I reached out to a beautiful teacher-friend of mine, asked for help, and began an 8-week course on non-duality he was leading. My mind was soaking it all up. I loved the expansive container of this lens. It felt like the next step for me. Toward the end of the program, we came to the part where we were invited to contemplate what we subconsciously identified with, and I struggled with the exercise. I asked for help. I told him, full of confidence, that I felt I was at a place in my life where I didn't identify with roles or personality traits anymore, so I didn't know how to do the exercise (right! lol). He looked at me with wise eyes, and with a kind smile asked me about my meditation practice, and I told him about the mantra and sutra. He asked me to close my eyes, breathe deeply, feel the sutra and go all the way to its edges. While I was feeling that wide-open space, he said: "No matter how expanded the perception is, it is still a perception, it is not "it". It is an identity, therefore restrictive, therefore not who you truly are. You are so much more than Aham Brahmasmi". With his last words, I felt myself lose all reference points. For a moment, I was floating in nothingness, with nowhere to land, nothing to hold on to. He was with me, and I trusted him, so I stayed with the experience until it settled and I opened eyes. I didn't know who I was anymore. I knew I wasn't anything I had known myself to be up until now. I began to understand that I was more of a creative and unfolding process than anything fix, impossible to pin down, to arrest, to identify, to limit. This felt a little scary but more exhilarating than anything I'd experienced before.
 
This new consciousness brought me to a place where I became highly aware that the only thing I truly knew was "I AM", and that what comes after will come and go.
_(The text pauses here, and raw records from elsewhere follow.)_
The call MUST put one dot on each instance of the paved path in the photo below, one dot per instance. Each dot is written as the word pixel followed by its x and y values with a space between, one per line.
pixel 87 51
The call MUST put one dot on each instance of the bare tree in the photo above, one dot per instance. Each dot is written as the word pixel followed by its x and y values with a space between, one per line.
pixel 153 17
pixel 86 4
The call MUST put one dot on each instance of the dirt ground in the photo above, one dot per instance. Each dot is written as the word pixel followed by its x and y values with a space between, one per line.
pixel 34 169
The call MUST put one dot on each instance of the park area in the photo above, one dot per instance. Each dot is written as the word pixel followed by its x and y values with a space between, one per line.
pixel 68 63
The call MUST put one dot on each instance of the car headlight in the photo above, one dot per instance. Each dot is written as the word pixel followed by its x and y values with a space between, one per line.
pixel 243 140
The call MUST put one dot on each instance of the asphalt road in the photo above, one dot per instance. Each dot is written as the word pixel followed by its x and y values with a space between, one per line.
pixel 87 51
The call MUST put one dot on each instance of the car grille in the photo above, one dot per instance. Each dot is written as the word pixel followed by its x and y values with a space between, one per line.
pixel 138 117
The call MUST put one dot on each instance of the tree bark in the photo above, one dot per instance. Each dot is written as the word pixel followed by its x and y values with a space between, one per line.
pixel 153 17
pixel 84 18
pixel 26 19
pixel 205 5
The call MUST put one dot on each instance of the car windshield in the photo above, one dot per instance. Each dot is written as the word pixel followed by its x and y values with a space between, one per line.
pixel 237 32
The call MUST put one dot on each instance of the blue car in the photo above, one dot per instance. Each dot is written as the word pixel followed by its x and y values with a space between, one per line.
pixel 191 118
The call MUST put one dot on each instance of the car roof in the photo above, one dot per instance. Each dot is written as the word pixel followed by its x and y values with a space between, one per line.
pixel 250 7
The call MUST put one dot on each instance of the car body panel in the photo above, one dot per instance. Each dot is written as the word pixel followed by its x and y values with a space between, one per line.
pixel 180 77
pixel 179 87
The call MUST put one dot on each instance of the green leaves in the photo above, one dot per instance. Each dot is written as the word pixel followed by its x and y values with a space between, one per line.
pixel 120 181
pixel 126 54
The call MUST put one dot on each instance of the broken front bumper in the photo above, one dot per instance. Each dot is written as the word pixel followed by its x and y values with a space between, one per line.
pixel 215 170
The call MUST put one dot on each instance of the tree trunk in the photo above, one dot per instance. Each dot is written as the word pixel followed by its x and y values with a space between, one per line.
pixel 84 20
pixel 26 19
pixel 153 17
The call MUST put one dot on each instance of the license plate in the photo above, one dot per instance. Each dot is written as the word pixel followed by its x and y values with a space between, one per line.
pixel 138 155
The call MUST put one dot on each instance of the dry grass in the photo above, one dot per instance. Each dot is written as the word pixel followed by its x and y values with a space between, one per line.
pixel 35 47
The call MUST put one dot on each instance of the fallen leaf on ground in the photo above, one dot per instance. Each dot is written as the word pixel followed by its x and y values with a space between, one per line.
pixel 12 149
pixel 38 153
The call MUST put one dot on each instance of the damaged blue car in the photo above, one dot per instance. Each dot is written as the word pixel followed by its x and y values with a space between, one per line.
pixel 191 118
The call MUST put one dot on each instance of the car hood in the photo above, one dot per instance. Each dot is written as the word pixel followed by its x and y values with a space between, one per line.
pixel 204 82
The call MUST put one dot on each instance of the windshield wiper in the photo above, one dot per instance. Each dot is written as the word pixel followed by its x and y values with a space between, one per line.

Discerning these words that followed "I AM", whether they be in my thoughts, my meditation, or said out loud, was essential to maintaining emotional freedom, flow, peace, and harmony within myself, as well as a deep connection to my divine creative source. I realized that my human intentions and expressions in this life couldn't stay stagnant and that my spiritual practices needed to remain fluid and adapt to where I was heading. I stopped being hard on myself when chaos ensued. I saw it as a prediction of change ahead, often bringing a new level of awareness.
 
Since then, I have had many shifts in my daily spiritual practice. I've come to understand that when I hold on to something that used to work, even if it was beneficial, meaningful and life-changing at some point in my life, it is important to revisit it, to soften my gaze, and adjust my perspective.
 
When our body breaks down from an illness, an injury, or a traumatic event that happens to a friend or a family member, and we find ourselves incapable of meditating, praying, doing yoga, connecting like we used to before, let's stop and reassess. What if instead of seeing it as a personal failure, we saw it as an invitation to expand to a new level of consciousness? What if letting go of the sacred practice is what is needed to allow a more expanded way to be with Source?
 
If you haven't read How To Know God by Deepak Chopra, I highly recommend it. It helps navigate your way through shifts in consciousness, recognizing where you find yourself and where you are going, so you can trust and surrender more easily.
 
Nothing happens by happenstance. So next time things fall apart, see if you can bring in a different lens. Perhaps even bring a little smile to your face, showing your gratitude for the opportunity to grow and deepen your spiritual experience on this earth. It's not always easy, but the expansion is well worth the ride.